Research takes novel approach to protect from bites, disease
By Adam Russell
Texas A&M AgriLife Research scientists are on a mission to create a new weapon against disease-carrying mosquitoes.
Patricia Pietrantonio, Ph.D., a Texas A&M AgriLife Research Fellow and professor in the Department of Entomology in the College of Agriculture and Life Sciences, is leading a three-year project toward a new method of mosquito control. The project will focus on Aedes aegypti and Culex quinquefasciatus species, which occur in Texas and around the globe.
The team aims to identify molecules that can protect deployed U.S. armed forces members from mosquito bites and vector-borne diseases like Zika fever, yellow fever, Dengue fever and West Nile. A $672,000 grant from the U.S. Department of Defense, DOD, is funding the study.
Most mosquito control utilizes pyrethroid-based products or malathion, an organophosphate, Pietrantonio said, but the DOD is looking for insecticides with new modes of action because the disease-carrying insects are developing resistance to those insecticides.
Female mosquitoes, especially in known disease-vector species, bite to feed on blood, which is necessary for egg production, she said. The study is based on established research but focuses on a novel approach relating to receptors in mosquito mouth parts, legs and internal organs.
“We really don’t know what will happen at this point, but this is of interest because our research is investigating a novel mode of action for mosquito control,” she said. “This is a completely different approach that will be a multidisciplinary effort with many different players.”

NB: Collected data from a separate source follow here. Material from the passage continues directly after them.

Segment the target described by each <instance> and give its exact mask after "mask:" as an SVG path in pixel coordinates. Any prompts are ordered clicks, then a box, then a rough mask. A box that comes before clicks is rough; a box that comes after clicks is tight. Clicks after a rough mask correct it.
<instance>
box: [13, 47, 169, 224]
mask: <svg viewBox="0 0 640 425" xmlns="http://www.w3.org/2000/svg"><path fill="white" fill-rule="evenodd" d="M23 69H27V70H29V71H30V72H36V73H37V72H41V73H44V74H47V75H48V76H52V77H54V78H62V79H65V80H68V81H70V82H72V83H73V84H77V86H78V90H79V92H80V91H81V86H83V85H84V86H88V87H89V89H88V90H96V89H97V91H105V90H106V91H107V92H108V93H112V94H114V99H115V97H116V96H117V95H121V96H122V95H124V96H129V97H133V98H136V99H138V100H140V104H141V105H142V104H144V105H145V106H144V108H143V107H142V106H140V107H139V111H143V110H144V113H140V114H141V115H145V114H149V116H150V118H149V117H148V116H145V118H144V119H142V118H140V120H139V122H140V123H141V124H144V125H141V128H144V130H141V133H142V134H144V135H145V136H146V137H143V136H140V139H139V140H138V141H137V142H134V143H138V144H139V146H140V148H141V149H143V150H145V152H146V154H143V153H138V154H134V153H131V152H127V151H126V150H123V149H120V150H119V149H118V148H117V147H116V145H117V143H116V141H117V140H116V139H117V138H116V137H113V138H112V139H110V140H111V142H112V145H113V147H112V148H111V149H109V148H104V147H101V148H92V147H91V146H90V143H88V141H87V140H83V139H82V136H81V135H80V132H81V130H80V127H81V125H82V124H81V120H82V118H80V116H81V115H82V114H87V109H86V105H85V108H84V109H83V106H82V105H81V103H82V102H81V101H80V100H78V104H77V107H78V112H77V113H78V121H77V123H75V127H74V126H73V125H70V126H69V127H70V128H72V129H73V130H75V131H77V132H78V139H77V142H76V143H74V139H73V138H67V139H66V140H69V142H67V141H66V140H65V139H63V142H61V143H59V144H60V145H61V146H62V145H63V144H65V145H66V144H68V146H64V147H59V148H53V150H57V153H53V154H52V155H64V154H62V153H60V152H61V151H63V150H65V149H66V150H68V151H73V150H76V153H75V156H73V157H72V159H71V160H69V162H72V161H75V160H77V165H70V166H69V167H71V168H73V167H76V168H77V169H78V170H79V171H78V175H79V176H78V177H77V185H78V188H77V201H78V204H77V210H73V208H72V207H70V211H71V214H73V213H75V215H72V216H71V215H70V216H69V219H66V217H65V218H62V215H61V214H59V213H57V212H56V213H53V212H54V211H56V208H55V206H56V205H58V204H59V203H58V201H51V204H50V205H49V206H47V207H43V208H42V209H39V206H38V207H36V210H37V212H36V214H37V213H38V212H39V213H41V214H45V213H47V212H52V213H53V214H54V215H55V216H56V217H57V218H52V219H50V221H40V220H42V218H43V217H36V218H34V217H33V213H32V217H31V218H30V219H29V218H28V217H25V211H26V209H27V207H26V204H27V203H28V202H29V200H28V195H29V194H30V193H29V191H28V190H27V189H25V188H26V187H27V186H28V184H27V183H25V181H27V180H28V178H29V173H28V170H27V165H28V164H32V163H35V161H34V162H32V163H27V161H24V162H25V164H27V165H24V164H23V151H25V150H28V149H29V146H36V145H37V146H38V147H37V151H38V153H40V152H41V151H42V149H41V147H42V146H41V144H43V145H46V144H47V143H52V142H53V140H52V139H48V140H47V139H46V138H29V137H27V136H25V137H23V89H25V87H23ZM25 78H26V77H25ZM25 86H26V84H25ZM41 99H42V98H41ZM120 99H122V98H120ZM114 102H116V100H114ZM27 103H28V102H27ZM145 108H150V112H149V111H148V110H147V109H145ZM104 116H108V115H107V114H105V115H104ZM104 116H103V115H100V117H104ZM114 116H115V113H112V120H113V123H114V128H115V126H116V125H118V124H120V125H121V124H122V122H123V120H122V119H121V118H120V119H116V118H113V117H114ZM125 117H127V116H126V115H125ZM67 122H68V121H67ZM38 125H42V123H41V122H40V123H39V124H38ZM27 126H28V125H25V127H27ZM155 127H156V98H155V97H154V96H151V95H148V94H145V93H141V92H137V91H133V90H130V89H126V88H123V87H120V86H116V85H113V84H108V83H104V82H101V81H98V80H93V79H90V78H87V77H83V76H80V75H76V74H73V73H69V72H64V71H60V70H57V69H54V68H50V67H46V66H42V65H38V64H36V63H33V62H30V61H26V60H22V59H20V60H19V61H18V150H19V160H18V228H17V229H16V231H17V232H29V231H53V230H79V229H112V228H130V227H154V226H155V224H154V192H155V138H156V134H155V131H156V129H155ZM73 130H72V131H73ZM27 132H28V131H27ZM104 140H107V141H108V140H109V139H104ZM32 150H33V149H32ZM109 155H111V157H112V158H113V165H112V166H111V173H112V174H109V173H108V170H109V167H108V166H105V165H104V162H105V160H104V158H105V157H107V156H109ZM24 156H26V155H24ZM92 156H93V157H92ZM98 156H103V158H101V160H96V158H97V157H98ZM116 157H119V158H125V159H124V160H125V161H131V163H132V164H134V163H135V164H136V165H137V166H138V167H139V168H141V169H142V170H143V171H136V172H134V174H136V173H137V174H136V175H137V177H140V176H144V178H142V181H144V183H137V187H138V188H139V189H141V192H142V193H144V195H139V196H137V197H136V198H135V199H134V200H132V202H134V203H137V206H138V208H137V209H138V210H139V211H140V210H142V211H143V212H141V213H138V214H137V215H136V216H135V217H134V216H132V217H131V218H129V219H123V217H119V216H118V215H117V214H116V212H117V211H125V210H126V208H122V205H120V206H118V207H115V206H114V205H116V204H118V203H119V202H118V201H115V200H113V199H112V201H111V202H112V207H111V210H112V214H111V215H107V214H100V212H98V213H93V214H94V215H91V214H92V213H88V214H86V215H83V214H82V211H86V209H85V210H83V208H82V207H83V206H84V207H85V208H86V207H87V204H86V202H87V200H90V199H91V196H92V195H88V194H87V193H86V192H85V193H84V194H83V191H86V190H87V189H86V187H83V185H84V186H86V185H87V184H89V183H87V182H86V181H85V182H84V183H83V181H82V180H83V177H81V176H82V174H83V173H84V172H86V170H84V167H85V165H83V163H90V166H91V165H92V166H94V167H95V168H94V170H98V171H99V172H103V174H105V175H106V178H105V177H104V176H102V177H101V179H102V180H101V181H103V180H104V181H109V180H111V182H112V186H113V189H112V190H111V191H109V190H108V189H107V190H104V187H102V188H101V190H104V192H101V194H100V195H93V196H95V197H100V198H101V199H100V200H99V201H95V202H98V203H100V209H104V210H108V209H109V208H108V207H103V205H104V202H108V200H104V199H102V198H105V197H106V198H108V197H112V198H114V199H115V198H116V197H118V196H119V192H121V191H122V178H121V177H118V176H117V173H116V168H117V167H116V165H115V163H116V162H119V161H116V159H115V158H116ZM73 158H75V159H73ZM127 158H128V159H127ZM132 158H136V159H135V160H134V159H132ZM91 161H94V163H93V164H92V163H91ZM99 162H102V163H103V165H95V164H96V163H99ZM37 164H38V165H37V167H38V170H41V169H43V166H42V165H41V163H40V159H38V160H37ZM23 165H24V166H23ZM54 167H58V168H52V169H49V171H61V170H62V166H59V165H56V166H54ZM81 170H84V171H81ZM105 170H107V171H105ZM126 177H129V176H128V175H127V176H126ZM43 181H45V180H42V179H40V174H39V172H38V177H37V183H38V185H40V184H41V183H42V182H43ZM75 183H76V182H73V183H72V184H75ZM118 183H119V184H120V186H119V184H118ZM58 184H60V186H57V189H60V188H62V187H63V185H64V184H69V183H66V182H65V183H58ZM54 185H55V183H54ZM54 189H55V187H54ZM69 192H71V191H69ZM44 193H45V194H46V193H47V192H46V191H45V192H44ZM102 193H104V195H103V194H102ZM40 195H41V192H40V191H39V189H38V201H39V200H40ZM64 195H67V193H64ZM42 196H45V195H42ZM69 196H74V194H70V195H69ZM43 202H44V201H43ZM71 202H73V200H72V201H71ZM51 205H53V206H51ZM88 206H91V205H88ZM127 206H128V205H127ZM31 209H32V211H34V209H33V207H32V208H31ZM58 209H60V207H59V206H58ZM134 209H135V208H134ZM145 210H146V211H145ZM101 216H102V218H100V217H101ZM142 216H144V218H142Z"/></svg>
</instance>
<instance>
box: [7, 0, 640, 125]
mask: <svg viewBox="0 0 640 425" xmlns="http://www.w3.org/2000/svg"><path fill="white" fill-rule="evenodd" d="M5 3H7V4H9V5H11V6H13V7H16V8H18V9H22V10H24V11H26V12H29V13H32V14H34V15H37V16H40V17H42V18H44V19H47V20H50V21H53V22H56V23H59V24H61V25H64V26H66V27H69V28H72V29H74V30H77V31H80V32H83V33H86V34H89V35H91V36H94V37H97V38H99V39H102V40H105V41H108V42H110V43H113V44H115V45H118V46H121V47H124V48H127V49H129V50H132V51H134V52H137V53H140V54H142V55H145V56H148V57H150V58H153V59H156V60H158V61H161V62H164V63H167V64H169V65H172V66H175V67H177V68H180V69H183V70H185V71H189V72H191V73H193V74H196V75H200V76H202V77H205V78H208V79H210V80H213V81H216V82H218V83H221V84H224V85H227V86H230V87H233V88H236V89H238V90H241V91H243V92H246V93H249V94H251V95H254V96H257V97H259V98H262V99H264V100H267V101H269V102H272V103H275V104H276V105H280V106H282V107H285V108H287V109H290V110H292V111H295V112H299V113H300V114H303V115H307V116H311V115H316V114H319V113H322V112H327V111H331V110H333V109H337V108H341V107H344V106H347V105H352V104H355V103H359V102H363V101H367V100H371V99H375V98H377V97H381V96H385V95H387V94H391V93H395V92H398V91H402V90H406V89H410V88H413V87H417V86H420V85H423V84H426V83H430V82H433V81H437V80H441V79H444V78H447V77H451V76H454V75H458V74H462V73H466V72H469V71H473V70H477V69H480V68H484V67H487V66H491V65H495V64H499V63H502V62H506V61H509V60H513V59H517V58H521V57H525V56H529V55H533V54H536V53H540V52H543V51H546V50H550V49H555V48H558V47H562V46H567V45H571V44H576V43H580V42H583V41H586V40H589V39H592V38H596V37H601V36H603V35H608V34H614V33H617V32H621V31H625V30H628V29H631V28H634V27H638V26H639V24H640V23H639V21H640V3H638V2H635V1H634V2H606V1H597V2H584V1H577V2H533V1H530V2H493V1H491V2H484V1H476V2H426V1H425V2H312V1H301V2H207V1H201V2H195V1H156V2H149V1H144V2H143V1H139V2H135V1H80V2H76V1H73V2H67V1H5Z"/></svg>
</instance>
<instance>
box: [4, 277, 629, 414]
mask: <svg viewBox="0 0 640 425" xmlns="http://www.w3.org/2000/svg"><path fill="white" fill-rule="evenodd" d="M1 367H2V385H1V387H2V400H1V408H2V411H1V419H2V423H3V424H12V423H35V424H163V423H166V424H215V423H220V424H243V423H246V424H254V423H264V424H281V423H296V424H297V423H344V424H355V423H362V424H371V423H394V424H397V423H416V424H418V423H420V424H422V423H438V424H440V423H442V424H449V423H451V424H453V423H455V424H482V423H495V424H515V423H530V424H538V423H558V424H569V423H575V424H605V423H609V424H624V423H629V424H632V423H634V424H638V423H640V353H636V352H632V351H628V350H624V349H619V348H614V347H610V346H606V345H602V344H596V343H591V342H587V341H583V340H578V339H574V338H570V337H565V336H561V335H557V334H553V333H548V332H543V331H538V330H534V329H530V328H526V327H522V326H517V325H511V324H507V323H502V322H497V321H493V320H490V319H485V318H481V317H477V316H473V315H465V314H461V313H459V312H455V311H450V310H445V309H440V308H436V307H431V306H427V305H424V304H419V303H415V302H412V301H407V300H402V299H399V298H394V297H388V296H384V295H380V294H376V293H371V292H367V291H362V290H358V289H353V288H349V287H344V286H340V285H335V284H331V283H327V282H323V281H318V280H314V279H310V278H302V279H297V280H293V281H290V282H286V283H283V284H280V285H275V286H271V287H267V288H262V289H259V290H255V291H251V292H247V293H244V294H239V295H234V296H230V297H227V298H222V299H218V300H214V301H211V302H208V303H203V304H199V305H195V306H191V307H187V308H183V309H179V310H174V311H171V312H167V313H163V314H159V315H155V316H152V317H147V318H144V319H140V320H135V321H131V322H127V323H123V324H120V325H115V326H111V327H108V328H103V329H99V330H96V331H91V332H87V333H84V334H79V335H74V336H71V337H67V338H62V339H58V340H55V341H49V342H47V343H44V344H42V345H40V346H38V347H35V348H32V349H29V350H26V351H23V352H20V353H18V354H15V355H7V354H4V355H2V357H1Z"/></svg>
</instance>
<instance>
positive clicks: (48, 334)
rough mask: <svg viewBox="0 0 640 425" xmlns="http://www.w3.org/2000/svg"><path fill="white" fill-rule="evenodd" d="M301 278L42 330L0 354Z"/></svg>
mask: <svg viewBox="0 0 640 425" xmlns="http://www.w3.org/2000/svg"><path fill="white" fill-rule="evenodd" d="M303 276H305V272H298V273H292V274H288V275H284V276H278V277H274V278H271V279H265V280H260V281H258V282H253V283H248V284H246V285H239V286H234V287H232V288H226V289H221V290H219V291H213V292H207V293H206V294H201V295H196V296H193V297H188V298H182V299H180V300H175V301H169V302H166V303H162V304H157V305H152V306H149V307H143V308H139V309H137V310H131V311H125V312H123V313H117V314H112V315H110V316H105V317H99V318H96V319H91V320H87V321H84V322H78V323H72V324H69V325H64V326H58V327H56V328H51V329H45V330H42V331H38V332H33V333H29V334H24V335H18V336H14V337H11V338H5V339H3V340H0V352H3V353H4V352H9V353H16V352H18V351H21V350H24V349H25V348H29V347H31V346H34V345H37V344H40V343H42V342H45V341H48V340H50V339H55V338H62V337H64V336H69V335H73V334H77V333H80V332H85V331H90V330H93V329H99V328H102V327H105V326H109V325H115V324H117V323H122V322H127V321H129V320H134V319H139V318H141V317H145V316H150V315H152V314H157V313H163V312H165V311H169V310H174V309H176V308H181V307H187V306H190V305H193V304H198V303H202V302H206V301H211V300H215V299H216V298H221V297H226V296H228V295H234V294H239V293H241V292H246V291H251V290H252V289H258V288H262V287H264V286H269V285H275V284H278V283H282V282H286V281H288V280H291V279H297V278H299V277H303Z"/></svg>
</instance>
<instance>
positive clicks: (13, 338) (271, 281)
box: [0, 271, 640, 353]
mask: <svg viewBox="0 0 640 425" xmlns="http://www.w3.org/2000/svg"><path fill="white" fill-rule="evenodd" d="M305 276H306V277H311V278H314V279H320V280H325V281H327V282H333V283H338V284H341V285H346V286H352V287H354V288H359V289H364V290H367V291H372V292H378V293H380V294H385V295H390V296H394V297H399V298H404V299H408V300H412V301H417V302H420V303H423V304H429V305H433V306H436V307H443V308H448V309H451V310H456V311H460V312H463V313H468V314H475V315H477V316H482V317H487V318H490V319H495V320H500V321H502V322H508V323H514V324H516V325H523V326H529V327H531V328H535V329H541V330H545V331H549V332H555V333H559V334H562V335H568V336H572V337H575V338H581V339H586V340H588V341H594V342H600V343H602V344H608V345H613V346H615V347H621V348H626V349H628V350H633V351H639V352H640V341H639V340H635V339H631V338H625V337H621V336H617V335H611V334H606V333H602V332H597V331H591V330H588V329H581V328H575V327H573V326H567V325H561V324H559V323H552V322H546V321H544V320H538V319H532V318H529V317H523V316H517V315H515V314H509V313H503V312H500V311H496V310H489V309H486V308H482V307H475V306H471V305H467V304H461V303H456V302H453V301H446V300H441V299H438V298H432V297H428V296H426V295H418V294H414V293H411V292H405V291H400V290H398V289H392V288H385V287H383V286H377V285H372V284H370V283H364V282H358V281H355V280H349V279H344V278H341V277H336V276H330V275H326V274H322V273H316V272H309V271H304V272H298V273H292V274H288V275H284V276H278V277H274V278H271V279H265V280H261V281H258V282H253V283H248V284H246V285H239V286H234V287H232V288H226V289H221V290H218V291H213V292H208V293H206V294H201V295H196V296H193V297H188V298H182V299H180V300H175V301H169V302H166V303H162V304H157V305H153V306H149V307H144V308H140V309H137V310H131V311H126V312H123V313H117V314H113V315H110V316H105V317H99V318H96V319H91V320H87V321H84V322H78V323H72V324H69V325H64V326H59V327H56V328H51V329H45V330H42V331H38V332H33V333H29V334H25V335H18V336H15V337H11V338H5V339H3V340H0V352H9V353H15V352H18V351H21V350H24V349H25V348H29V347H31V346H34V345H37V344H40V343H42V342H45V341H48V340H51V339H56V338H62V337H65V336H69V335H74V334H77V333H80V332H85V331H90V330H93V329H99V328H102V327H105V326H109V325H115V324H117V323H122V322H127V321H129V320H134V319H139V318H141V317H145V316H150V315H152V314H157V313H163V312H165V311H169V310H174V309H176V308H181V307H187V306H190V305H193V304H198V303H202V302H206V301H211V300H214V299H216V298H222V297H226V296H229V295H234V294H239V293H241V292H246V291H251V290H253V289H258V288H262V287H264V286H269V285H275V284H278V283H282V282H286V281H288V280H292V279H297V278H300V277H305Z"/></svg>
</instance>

Toxic molecule provides potential against mosquito bites
Pietrantonio said AgriLife Research scientists and graduate students will be a part of the project in collaboration with the laboratory of James Sacchettini, Ph.D., the Rodger J. Wolfe-Welch Foundation Chair and professor in the Department of Biochemistry and Biophysics, and collaborators in the Department of Chemistry at Texas A&M and in Portugal.
The project aims to test small synthetic molecules that may be used to create a compound toxic to mosquitoes. Pietrantonio and her team have screened more than 20,000 molecules and discovered several that could potentially inhibit bites, modify mosquito behavior or kill the insects.
The project will test those molecules’ impact on female mosquitoes. To test efficacy, the team will offer the chemicals to mosquitoes in a feeding mix of blood or will apply them directly to the insect.
Pietrantonio hypothesizes that a successful chemical will prevent bites by disrupting mosquitoes’ sensory signals. In prior testing, the team conducted a high-throughput screen of chemical libraries owned by AgriLife Research. From that screen, three molecules ended up causing paralysis of the hindgut in female Aedes aegypti mosquitoes, which are known carriers of yellow fever and other diseases.
Those molecules and others will be tested further with the goal of producing a protective compound.
“Right now, we are trying to see if the synthetic molecules chosen that have drug-like characteristics will affect the mosquitoes,” she said. “Whether they interrupt feeding or lead to paralysis or death, we want to determine how they might impact the insect and prevent bites.”